The total yearly power of storms have increased noticeably since 1975 because their average strength and average period have augmented (additionally, there has been a greater correspondence of storm power with hot sea surface temperature).

Temperature changes and rainfall patterns increase the duration, intensity and frequency of other intense climate events, like floods, famines, waves of heat, and cyclones or tropical storms (Archer 80). Other global warming consequences include farming yields, added hostile retreat, lessened summer conditions, destruction of living organisms.

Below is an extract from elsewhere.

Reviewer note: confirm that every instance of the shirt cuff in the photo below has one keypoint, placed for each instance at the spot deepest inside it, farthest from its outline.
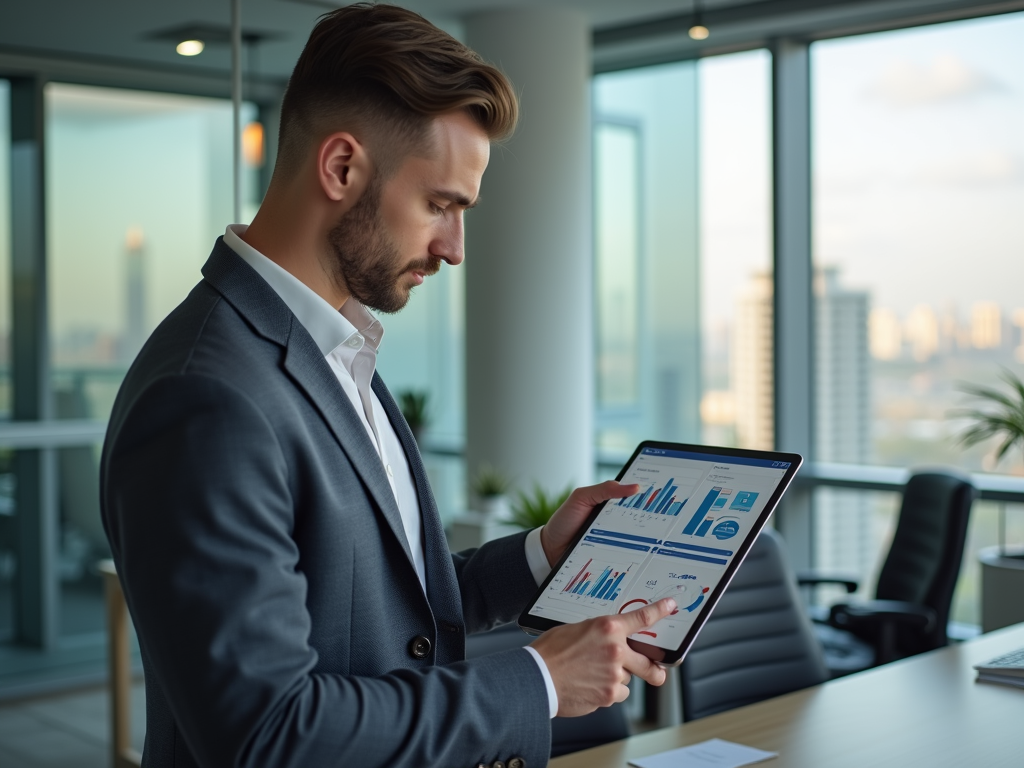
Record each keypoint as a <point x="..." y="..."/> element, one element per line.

Diseases such as malaria are recurring into regions where they have been snuffed-out earlier. Even though global warming has an effect on the number and enormity of these ecological events, it is intricate to relate particular events to global warming (Houghton 63). Even though most research studies centers on the epoch up-to 2100, global warming is projected to go on past that time because CO2 has a predicted atmospheric duration of 50-200 years.

Works Cited

Archer, David. Global Warming: Understanding the Forecast, New York: John Wiley and Sons, 2011. Print.

Houghton, John. Global warming: the complete briefing, USA: Cambridge University Press, 2004. Print.

Maslin, Mark. Global Warming: Causes, Effects, and the Future, New York: MBI Publishing Company, 2007. Print.

Simon, Seymour. Global Warming, Chicago: Collins, 2010. Print.

Weart, Spencer. The discovery of global warming, USA: Harvard University Press, 2008. Print.